Online Service Creates Safe Place for Docs
By Deanna Pogorelc, MedCity News
It happens all the time. People Google a physician and find one website that states he is an optometrist while another states he is an ophthalmologist. Or, it states he is located at an old address.
This kind of inconsistent or outdated information about physicians causes mistrust in patients, according to the founders of the digital health startup Treatspace, who are taking it upon themselves to create a trusted place for patients to get information about doctors.
On Treatspace, physicians create a professional profile — much like they would do on LinkedIn — with verifiable facts about their practice. According to Matt Stadler, PhD, one of the company’s co-founders, details about the process and technology that Treatspace uses to verify that users are in fact the physicians they claim to be are still confidential but are a critical differentiator for the company.
Doctors can share their Treatspace identity with their patients directly, and patients can also invite their existing physicians to the site. Patients can then “follow” physicians to get updates, and the team is also building a HIPAA-compliant direct communication system, Stadler said.
“Our primary objective is to strengthen the existing relationships between physicians and their patients,” Stadler said. “A search function aimed at finding a new physician is not an initial value point. Doctor participation in the system is by choice, not by aggregation and auto-filling of profiles.”
A second set of features on the site is in alpha mode but is being kept on the down low for now, according to Stadler, who described them just as tools that strengthen the relationship on-line between physicians and patients.
“We’re doing proactive reputation management,” Stadler said. “All of the products and services that we are doing are transparent and maintain trust.”

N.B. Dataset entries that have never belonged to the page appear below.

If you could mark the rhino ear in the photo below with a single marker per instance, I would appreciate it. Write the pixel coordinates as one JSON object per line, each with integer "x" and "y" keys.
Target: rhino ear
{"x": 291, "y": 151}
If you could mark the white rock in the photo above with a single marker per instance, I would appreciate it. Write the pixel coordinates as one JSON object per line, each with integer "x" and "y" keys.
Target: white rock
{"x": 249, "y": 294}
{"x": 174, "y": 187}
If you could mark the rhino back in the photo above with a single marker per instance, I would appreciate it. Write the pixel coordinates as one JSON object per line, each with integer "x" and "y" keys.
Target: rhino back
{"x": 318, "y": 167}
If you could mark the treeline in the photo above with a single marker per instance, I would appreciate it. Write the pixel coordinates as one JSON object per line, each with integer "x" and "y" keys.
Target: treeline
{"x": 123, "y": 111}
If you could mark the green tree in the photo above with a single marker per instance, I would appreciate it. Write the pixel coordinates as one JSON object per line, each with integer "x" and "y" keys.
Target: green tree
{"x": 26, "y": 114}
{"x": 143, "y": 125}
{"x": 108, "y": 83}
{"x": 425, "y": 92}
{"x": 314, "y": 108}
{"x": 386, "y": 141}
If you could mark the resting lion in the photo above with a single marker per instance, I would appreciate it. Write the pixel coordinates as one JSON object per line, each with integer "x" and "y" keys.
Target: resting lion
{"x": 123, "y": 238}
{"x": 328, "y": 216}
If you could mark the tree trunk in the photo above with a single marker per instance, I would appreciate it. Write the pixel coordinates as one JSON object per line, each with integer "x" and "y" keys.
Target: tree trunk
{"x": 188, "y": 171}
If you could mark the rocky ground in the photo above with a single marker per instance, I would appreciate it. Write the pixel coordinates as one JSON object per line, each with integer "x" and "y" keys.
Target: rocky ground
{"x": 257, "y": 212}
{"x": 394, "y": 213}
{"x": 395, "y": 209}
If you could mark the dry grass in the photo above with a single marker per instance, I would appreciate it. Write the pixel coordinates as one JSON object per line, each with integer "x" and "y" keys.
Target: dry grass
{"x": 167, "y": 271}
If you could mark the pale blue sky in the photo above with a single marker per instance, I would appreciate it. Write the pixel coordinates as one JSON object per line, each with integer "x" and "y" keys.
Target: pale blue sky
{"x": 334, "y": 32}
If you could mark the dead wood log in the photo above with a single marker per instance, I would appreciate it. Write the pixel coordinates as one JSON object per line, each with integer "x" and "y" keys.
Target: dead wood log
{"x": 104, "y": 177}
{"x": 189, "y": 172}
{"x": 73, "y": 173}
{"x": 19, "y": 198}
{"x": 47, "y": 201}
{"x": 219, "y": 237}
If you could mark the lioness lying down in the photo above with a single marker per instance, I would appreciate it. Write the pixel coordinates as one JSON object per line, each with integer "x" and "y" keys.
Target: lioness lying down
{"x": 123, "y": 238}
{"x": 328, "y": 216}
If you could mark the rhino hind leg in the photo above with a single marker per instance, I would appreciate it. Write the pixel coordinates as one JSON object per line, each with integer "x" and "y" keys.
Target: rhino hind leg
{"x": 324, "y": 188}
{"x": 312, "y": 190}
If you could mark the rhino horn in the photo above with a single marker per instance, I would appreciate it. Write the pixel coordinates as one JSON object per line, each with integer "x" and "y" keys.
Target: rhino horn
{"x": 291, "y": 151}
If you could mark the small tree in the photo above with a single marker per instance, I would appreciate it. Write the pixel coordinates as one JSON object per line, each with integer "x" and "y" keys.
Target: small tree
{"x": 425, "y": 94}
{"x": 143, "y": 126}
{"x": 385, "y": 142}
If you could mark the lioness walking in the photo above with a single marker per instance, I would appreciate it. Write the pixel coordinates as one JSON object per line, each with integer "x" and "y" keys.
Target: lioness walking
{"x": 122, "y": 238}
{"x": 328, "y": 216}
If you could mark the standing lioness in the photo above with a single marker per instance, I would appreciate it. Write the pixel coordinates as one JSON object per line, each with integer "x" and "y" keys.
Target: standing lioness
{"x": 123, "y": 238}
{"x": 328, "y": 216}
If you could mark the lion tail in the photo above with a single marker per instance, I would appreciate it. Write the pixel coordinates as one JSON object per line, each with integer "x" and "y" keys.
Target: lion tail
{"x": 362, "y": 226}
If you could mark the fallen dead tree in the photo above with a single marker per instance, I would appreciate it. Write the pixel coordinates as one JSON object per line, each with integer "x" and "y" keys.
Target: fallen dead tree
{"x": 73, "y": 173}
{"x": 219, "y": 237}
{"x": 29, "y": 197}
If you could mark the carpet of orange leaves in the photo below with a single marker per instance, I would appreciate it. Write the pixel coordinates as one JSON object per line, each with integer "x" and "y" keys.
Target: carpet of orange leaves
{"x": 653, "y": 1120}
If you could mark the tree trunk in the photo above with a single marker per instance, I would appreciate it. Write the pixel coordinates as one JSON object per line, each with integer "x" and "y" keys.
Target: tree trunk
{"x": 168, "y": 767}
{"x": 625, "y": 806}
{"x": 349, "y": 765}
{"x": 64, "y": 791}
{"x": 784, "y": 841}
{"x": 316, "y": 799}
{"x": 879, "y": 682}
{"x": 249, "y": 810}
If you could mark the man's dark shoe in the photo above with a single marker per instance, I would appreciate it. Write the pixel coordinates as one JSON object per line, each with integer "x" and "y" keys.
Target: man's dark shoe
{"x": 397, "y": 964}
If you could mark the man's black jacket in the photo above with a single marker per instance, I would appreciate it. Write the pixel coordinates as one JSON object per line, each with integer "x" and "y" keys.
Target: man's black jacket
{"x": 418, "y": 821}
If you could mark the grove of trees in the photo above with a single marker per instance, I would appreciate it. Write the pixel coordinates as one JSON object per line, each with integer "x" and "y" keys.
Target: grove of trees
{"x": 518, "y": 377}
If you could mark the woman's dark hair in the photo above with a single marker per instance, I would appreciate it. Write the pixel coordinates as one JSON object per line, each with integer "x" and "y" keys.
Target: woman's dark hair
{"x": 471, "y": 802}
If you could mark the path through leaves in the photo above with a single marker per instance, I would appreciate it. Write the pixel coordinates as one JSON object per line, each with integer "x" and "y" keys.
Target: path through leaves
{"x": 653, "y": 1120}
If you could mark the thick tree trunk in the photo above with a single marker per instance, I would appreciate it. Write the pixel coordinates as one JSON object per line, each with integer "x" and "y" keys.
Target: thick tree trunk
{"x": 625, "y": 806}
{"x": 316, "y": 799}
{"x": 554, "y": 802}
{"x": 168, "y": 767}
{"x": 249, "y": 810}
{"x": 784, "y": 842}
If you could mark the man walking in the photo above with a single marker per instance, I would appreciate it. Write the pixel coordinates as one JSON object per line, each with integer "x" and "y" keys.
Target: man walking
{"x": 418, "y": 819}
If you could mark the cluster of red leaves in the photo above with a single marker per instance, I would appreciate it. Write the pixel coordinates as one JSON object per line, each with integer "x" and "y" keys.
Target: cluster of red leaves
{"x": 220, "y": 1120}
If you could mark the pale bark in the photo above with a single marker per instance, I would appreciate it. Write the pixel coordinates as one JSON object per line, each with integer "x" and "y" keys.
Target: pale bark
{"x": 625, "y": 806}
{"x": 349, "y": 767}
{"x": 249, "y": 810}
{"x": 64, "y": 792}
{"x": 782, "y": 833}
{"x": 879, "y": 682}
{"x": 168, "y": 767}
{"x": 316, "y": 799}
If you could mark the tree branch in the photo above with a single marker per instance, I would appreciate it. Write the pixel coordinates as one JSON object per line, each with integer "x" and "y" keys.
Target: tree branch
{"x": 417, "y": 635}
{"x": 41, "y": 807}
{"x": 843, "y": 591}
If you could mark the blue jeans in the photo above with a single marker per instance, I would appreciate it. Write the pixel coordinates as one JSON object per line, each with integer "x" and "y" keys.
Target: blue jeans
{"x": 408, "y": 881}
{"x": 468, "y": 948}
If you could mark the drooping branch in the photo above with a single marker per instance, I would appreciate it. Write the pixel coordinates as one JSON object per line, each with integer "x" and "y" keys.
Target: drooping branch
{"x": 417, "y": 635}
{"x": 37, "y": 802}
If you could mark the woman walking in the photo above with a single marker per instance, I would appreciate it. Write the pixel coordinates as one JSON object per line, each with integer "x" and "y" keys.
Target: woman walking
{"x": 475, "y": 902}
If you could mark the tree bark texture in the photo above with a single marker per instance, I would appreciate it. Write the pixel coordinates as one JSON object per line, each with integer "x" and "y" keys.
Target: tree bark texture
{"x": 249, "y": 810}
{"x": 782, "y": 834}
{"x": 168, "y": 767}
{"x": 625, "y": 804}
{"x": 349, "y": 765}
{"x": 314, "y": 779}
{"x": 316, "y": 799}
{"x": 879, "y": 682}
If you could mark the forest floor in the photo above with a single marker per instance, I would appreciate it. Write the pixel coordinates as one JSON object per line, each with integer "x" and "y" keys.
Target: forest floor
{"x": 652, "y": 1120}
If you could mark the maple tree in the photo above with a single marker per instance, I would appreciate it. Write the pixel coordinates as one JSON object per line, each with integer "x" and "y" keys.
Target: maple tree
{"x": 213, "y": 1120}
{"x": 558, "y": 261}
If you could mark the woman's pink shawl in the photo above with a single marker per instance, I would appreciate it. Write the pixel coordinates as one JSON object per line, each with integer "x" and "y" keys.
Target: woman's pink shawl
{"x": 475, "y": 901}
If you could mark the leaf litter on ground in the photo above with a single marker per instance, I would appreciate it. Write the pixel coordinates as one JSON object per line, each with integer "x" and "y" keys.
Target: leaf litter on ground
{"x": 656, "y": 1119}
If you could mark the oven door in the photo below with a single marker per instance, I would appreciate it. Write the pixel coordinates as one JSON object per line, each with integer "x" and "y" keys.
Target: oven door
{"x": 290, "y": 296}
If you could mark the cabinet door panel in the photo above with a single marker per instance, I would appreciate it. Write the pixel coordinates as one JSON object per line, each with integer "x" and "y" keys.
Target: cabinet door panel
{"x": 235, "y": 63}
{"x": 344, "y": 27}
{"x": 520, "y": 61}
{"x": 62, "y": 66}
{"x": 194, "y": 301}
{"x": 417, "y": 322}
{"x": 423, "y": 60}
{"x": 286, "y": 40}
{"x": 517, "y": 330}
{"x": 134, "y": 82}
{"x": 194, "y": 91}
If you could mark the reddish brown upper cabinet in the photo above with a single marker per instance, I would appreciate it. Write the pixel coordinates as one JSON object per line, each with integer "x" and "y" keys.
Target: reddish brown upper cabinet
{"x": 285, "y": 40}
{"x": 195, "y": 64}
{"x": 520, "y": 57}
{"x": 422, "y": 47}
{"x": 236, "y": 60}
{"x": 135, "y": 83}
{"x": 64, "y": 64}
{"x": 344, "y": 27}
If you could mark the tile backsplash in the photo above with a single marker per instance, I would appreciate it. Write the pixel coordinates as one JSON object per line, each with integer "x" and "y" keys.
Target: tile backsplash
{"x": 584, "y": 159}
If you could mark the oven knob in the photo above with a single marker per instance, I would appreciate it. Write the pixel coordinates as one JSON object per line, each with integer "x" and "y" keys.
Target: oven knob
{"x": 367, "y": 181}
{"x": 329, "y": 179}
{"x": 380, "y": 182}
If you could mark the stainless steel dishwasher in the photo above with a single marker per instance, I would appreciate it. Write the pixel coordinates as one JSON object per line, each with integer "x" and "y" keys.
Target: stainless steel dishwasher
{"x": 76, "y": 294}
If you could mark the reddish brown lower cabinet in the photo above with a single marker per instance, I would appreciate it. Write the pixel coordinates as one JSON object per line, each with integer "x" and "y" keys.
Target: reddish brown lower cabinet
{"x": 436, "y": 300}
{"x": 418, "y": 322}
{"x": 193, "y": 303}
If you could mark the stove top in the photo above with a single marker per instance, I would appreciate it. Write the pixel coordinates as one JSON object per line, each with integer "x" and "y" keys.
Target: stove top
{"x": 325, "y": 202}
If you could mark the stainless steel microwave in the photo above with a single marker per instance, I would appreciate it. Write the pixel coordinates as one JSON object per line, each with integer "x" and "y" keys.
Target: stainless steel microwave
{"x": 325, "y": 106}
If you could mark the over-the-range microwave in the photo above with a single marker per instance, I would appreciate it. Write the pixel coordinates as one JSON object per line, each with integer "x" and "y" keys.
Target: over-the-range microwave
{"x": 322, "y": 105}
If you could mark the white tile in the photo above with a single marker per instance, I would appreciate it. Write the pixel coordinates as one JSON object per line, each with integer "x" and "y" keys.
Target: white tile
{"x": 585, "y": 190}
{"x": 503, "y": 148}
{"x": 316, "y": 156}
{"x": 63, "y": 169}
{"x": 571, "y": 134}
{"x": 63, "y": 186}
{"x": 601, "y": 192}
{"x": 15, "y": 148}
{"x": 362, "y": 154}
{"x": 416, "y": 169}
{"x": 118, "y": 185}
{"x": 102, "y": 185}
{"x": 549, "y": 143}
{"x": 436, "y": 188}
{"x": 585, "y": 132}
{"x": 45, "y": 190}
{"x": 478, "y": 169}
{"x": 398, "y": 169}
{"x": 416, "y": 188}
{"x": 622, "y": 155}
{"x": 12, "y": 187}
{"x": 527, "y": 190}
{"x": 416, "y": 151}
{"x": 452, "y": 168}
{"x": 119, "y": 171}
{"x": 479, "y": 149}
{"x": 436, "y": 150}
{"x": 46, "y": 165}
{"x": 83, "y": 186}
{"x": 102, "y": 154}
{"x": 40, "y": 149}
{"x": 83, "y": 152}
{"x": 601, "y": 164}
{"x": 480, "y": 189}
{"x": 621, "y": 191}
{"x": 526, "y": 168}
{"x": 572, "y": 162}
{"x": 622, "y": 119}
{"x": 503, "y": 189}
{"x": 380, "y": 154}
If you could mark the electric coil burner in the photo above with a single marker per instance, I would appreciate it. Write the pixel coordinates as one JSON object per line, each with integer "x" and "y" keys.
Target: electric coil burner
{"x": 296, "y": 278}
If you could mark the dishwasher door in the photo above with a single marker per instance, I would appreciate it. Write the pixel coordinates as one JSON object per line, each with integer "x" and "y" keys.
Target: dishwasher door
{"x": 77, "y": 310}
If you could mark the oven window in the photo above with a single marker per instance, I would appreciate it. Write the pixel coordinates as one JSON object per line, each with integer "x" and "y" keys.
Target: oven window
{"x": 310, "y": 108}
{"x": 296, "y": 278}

The site is currently in a public beta mode and has secured its first paying customers. Those paying customers are physicians who want premium services beyond the most basic functions of the site, which are free to users.
A huge part of the company’s focus, Stadler said, came as a result of participating in Startup Weekend Pittsburgh, at which the team took home the top prize. Since then, Treatspace has joined AlphaLab, a Pittsburgh incubator.
The next milestone will be opening a seed round of financing to grow the team and transition from beta testing to release, Stadler said. So far, the company has received some capital from the incubator but has otherwise been bootstrapped. Both co-founders are repeat entrepreneurs — Rick Cancelliere has a background in medical marketing and Web, and Stadler is a chemist by training.
They’re working in a hot space, alongside secure digital communication providers like DocBookMD and Doctor Connect, but are hoping their focus on providing good information and enabling trust will give them an edge.
“We are positioning the value around the nature of the interactions and features, not around the volume of system users,” Stadler said.
This article, which first appeared Aug. 8, 2012, was reprinted from MedCityNews.com with permission from MedCity Media.